Offrono un’esperienza più naturale: miglior equilibrio, libertà di movimento e comfort.
💡 Da sapere: Studi biomeccanici mostrano benefici sulla postura e sulla stabilità.
L’occidentalizzazione della moda giapponese (era Meiji – 1950)
L’arrivo dell’abbigliamento occidentale
Durante l’era Meiji, il Giappone si modernizza rapidamente adottando lo stile occidentale.
Resistenza culturale
Il kimono e i tabi restano presenti nelle tradizioni e nelle cerimonie.

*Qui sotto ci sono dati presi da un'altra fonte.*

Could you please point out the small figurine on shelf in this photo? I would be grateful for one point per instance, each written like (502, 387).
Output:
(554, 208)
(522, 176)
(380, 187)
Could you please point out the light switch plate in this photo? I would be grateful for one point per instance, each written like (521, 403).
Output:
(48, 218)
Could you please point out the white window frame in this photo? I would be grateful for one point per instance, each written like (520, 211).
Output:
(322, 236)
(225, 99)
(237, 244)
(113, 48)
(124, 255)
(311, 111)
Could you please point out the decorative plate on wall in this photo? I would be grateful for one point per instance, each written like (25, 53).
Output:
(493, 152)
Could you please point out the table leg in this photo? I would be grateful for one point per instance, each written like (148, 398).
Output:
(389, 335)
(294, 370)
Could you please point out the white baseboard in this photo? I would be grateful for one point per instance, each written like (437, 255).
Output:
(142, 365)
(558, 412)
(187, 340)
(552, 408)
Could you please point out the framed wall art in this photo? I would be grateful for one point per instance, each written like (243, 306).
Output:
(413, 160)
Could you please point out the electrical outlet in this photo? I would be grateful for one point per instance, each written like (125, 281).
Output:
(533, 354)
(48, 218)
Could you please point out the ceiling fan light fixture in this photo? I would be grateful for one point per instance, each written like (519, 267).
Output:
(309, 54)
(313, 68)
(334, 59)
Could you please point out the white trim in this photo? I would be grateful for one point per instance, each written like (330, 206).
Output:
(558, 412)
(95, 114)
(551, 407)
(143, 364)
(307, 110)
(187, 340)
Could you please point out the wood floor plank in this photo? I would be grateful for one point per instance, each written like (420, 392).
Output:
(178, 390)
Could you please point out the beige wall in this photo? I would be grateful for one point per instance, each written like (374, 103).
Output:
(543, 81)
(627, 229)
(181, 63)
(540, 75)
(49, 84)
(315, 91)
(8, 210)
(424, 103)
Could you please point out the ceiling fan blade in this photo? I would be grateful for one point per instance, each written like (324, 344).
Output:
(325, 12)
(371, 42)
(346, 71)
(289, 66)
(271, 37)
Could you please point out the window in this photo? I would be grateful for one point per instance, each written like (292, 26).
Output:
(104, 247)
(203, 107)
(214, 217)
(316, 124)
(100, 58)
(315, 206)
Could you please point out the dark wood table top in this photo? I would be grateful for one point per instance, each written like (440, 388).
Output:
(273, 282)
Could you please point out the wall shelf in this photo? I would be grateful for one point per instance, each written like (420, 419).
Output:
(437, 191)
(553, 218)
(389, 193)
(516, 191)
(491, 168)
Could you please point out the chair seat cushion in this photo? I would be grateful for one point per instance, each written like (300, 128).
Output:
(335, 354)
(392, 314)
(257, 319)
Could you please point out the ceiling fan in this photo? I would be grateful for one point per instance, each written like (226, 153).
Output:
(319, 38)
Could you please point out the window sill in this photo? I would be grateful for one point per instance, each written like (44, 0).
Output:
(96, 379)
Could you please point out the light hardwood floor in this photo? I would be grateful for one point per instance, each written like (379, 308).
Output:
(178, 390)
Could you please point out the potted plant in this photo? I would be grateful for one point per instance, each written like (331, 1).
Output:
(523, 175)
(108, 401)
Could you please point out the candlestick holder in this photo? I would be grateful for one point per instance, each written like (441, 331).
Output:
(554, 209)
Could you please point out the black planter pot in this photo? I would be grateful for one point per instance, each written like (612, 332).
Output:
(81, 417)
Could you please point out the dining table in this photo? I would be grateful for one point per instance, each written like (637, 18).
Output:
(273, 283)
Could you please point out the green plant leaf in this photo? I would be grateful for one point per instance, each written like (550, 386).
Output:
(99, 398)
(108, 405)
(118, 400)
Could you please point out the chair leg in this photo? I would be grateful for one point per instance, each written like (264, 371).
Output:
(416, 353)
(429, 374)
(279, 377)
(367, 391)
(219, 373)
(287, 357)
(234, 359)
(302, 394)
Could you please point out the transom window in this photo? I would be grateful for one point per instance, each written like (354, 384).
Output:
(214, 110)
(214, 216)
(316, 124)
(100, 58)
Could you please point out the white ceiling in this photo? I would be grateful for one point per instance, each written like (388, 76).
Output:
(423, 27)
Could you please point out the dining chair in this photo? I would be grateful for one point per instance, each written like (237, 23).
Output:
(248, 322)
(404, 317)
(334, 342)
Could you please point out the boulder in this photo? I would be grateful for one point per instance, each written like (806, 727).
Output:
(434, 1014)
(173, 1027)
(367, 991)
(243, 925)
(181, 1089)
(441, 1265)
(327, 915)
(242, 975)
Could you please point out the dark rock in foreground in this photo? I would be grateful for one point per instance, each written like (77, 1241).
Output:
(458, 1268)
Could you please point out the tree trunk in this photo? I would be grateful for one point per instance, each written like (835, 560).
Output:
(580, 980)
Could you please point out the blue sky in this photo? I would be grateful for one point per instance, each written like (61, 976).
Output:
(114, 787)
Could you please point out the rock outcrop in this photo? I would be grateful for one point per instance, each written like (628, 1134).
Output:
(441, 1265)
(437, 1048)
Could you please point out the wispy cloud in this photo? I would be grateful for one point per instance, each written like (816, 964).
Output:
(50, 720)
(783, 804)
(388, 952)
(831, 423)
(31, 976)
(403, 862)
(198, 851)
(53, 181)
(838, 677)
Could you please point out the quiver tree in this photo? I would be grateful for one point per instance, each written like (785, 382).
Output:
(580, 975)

Il kimono come abito cerimoniale
Dopo la Seconda guerra mondiale, il kimono diventa principalmente cerimoniale.
La rivoluzione contemporanea
Yamamoto, Kawakubo e la decostruzione
Dagli anni ’80, designer giapponesi rivoluzionano la moda con approcci innovativi.
Harajuku e libertà stilistica
Lo stile Harajuku rappresenta creatività e identità.
Ritorno alle origini
Dal 2010 emerge una moda più consapevole e artigianale.
💡 Da sapere: Alcuni atelier utilizzano ancora tecniche dell’epoca Edo, preservando un patrimonio unico.